Similar spatial patterns can be observed in the distributions of the MAE (Figure 7). The geographical distributions are obviously different among the models, with different distribution characteristics. The ECMWF serves as the best-performing single model, with an overall MAE around 1.5 °C over the study region. However, poor performance persists in the mountainous region in western Henan. The FNN reduces the forecast error by 1 °C in terms of MAE, but it cannot further improve the SAT forecast in eastern Henan. The CNN outperforms the others with an averaged MAE lower than 1 °C. The spatial distribution of the forecast errors quantitatively demonstrates that the CNN model has the best performance over the study region, especially in the mountainous areas where the raw NWP models and the FNN have much larger forecast errors.

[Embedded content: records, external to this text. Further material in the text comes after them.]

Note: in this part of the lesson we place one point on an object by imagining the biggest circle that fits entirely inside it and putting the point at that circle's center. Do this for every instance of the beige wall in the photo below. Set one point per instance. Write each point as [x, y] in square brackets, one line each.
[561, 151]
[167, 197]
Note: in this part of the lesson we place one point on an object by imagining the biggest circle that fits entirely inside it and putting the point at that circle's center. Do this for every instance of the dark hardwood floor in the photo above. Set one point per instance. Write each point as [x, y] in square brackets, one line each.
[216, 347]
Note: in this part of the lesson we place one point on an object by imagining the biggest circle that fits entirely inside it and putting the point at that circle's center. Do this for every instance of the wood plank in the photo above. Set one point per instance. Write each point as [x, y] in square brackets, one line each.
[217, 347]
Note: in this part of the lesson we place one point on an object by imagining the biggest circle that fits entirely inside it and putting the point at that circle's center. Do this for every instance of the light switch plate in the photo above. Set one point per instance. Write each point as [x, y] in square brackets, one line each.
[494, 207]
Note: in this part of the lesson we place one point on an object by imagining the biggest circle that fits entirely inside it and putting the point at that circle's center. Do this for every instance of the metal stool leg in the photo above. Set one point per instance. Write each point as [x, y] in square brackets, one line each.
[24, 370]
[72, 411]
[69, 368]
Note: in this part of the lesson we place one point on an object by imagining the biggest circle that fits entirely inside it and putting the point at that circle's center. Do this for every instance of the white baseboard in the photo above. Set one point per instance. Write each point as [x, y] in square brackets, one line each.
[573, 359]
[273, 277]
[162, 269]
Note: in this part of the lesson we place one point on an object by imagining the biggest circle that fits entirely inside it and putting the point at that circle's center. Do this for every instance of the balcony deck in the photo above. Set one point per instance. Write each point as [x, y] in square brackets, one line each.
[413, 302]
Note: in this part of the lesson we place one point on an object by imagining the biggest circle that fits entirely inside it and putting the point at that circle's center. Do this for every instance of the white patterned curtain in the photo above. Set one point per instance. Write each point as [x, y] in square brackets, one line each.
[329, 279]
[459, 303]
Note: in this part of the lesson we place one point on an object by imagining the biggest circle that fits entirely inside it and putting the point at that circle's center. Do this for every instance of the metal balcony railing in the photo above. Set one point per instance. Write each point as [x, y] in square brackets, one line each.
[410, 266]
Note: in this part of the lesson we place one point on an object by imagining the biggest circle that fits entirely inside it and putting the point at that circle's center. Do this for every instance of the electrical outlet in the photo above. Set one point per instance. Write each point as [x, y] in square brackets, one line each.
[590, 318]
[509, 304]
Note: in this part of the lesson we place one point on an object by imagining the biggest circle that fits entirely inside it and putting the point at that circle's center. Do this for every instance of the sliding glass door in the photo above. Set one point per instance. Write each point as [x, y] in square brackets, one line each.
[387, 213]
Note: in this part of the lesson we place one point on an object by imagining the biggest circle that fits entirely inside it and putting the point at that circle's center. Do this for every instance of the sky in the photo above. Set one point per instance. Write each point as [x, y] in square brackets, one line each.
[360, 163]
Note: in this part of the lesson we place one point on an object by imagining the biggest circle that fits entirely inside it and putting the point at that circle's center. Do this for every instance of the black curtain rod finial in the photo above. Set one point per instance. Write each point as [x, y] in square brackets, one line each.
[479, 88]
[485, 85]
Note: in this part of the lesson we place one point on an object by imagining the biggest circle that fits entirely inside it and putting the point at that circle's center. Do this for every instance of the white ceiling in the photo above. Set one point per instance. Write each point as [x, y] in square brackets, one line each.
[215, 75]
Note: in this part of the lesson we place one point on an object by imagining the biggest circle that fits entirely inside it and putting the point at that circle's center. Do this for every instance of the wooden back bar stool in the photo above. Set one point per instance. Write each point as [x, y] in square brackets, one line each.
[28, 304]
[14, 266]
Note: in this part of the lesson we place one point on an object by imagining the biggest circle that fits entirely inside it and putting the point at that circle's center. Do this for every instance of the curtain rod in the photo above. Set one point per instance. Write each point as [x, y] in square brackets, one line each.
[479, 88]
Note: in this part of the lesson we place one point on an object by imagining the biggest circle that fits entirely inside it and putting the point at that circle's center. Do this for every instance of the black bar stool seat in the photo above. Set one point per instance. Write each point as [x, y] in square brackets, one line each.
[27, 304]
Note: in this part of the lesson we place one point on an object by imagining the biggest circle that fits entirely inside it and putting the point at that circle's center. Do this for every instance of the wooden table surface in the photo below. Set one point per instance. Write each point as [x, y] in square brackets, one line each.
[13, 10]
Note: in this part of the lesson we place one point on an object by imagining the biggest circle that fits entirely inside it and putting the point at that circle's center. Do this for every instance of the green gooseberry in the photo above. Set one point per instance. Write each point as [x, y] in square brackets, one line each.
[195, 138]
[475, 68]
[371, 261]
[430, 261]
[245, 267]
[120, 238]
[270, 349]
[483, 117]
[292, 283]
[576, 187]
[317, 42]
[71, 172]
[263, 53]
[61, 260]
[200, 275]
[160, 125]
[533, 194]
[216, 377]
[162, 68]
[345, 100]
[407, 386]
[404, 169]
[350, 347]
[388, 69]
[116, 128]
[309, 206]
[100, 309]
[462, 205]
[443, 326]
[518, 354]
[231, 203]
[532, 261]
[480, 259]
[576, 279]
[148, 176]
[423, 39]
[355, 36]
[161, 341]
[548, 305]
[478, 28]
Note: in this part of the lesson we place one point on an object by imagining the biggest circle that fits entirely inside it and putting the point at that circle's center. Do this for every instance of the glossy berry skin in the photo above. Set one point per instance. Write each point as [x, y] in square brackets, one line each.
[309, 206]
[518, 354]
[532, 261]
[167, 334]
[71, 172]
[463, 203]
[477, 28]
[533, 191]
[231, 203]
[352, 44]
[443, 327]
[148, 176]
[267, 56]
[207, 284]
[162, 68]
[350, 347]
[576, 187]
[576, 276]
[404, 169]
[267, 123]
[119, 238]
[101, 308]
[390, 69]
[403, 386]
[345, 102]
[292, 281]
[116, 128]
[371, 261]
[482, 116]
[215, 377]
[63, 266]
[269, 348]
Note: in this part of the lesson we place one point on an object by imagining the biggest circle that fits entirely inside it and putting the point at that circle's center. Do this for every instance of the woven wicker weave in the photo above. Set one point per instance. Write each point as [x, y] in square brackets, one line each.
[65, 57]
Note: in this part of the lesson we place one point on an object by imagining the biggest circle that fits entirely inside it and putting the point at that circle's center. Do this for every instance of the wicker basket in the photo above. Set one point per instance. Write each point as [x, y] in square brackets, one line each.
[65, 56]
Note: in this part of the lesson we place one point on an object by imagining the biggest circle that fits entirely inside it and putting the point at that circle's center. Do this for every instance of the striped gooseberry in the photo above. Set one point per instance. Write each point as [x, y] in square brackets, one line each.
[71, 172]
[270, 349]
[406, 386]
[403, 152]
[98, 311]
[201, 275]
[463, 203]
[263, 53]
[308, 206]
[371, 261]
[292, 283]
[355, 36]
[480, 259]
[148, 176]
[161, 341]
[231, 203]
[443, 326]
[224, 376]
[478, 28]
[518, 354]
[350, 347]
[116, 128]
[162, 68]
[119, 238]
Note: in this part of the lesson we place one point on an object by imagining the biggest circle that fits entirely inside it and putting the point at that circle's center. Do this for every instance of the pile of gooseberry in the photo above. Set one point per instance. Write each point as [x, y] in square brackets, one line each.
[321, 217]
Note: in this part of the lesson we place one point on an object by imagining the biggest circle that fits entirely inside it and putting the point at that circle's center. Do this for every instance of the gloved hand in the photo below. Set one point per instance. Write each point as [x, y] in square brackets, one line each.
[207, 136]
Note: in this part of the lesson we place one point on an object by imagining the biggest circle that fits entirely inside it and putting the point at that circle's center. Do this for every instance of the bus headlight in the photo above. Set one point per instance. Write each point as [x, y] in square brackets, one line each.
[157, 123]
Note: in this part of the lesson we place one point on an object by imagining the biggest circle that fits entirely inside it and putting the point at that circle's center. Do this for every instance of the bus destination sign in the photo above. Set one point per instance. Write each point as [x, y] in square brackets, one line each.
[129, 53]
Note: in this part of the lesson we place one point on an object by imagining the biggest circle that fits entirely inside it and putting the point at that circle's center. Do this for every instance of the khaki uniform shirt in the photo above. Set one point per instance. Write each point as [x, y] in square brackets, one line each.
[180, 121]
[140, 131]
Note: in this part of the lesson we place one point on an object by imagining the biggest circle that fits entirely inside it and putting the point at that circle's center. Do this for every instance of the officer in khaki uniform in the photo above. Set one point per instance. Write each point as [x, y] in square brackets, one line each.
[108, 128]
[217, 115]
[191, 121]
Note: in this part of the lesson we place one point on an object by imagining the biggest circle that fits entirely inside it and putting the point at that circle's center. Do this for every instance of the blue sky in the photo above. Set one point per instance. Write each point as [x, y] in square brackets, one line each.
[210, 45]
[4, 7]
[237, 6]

To further analyze the improvement of FNN and CNN in the SAT forecast, the boxplots of the SS of the MAE, HR2, and PCC with lead times of 12–72 h using the CNN and FNN are shown in Figure 8. The interquartile ranges in the boxplots indicate the forecast uncertainty of each method. The plots show that the dispersion degree of the relative deviation of the SAT forecast is small, and the dispersion degree of the CNN is smaller than that of the FNN. The performance of the raw NWP model forecasts varies significantly throughout the study region. The CNN and FNN methods perform competitively in narrowing this disparity, but the CNN approach is best. The SSs of the CNN are higher than the SSs of the FNN.

To further assess the FNN and CNN forecasts on hourly bases, the MAEs of the SATs averaged over the study area are displayed in Figure 9 for the ECMWF, FNN, and CNN forecasts, as they approach the target periods with lead times of 12–72 h. The overall MAEs of the ECMWF are the largest, with values between 1 °C and 4 °C. Within the 48 h, the overall MAEs are 1–2.5 °C, with most of them being smaller than 1.5 °C. Beyond the 48-h forecast period, the MAEs increase, with values larger than 3 °C on some days. The FNN and CNN can both calibrate the raw ECMWF forecasts well, with lead times of 12–72 h during all forecast periods. The MAEs of the FNN decrease obviously and do not exceed 2.5 °C, with most values less than 1.5 °C. With the increase in forecast time, the MAEs of the FNN increase slightly. The MAEs of the CNN are the smallest. Most of the MAEs in the forecast period are smaller than 1 °C, with a few around 1.5 °C.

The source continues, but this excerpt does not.